Solo human annotators reached a $20\%$ success rate—demonstrating the robustness of the benchmark even for skilled manual efforts.
Given unlimited time and cross-validation by multiple human annotators, a success rate of nearly $100\%$ is achievable, reflecting true completeness when operational constraints are relaxed.

A plausible implication is that current agentic systems lack effective decomposition, verification, and completeness mechanisms required for operational reliability in wide-context search.

5. Technical Challenges Revealed

WideSearch exposes several key deficiencies in contemporary agentic search methods:

Query Decomposition: Many agents fail to decompose complex queries into comprehensive sets of sub-queries, thereby omitting necessary attributes and constraints.
Reflection and Refinement: There is minimal iterative adjustment or “reflection” when initial searches are incomplete or suboptimal.
Evidence Attribution: Agents commonly mishandle attribution—retrieving relevant material but failing to validate, cite, or organize evidence for atomic verification.
Hallucination and Recall: Absence of retrieved data triggers fallback to internal knowledge (hallucinations), undermining output reliability.

The operational significance is that bridging these gaps requires algorithmic advances in multi-agent teamwork, parallelized search, pipeline reflection, and rigorous evidence verification reminiscent of collaborative human workflows.

WideSearch differs fundamentally from other search and synthesis benchmarks:

Benchmark	Focus	Outputs Evaluated
BrowseComp-Plus (Chen et al., 8 Aug 2025)	Deep research reasoning	Accurate citations, reasoning chains
HERB (Choubey et al., 29 Jun 2025)	Deep multi-hop retrieval	Complex, interconnected artifacts
WideSearch	Broad operational seeking	Exhaustive, complete fact tables

WideSearch is not designed to assess deep reasoning or synthesis but rather the agent’s ability to operationalize wide-scale, fact-by-fact data collection with no gaps and no hallucinations.
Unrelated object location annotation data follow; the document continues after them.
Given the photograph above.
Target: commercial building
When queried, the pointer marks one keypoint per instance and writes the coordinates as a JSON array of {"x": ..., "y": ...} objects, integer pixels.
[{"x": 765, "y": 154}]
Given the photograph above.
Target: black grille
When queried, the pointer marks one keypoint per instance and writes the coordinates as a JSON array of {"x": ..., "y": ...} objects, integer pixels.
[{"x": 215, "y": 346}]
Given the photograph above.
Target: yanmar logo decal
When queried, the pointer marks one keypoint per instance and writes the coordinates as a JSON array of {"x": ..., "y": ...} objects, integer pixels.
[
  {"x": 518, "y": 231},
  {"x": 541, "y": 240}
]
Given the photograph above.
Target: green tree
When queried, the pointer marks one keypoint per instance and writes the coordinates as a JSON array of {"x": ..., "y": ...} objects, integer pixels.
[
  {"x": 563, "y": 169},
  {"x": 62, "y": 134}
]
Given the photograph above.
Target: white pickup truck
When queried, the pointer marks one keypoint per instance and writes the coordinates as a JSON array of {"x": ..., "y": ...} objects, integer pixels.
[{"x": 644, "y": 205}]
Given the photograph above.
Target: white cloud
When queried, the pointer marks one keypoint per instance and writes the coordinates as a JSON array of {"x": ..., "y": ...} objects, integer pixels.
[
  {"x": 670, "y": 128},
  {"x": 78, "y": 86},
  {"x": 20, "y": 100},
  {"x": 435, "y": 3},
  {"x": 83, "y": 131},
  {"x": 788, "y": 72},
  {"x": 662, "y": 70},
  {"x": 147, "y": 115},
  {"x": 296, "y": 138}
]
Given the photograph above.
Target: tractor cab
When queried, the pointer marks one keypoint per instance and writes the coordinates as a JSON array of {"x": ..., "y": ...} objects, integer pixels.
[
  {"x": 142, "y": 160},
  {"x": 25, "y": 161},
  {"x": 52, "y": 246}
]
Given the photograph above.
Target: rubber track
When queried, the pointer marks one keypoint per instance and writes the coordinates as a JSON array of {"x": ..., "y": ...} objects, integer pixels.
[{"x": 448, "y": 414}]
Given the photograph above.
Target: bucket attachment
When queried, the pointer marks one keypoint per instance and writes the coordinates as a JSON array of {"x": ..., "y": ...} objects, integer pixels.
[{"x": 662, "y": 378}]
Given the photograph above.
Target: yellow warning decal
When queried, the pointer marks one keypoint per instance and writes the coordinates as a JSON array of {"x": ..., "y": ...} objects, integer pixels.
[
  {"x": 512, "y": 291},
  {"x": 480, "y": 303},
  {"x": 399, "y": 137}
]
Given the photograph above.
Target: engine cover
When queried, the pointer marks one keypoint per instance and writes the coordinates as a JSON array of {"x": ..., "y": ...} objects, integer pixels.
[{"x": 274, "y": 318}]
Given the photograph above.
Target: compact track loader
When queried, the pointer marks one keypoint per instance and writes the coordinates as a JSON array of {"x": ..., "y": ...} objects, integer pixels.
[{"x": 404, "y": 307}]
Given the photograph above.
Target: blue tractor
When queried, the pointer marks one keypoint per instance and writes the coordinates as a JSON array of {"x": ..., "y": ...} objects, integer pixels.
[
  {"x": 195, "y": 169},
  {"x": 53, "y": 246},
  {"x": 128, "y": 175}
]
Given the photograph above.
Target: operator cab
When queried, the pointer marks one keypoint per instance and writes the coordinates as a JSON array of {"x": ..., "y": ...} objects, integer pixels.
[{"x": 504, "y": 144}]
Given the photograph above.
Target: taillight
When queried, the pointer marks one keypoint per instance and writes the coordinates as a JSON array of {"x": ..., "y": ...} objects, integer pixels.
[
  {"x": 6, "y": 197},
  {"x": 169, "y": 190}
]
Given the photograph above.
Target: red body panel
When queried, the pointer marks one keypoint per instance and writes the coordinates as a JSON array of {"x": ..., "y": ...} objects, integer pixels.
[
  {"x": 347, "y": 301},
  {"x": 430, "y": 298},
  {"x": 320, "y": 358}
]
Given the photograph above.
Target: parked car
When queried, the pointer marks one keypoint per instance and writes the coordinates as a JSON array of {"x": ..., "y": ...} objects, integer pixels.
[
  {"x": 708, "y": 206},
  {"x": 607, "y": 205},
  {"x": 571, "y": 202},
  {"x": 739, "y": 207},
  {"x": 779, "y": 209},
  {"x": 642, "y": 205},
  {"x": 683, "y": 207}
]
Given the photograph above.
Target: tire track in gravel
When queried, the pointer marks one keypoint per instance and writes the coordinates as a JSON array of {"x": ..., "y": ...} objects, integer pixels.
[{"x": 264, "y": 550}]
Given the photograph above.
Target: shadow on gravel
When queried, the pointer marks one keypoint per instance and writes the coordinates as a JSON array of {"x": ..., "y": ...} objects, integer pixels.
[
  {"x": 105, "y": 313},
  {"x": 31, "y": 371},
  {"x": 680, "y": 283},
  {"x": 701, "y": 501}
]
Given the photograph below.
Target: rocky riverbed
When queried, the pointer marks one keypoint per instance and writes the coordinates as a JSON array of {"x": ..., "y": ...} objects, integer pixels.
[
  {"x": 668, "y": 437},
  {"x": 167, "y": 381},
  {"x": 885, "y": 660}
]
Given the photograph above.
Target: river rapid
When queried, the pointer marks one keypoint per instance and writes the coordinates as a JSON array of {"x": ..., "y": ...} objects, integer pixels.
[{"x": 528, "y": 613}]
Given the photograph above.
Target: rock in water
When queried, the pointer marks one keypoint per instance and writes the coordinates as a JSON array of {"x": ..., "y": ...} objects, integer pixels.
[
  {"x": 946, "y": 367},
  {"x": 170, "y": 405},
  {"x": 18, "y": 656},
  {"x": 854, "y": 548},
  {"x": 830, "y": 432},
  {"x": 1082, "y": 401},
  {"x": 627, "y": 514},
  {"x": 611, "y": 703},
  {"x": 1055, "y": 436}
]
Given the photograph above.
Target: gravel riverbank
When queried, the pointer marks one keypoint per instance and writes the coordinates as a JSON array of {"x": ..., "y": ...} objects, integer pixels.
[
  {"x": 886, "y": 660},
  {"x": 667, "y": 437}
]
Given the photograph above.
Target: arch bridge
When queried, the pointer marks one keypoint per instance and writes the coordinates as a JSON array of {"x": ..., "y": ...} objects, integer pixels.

Related works in DeepSearch and DeepResearch focus on multi-hop reasoning and source aggregation, while WideSearch enforces strict completeness in atomic output.

7. Public Release and Community Implications

All WideSearch dataset resources, evaluation code, and benchmark results are publicly available at https://widesearch-seed.github.io/. The objective is to facilitate reproducibility, enable researchers to benchmark new systems, and encourage innovation in agentic architectures capable of overcoming the broad-seeking, high-fidelity operational challenges outlined in this framework.

This benchmark represents a rigorous evaluation standard for agent-based information seeking. It demarcates current system limitations and establishes a foundation for developing agents with scalable, reliable, and complete search capabilities suited to practical, real-world workflows.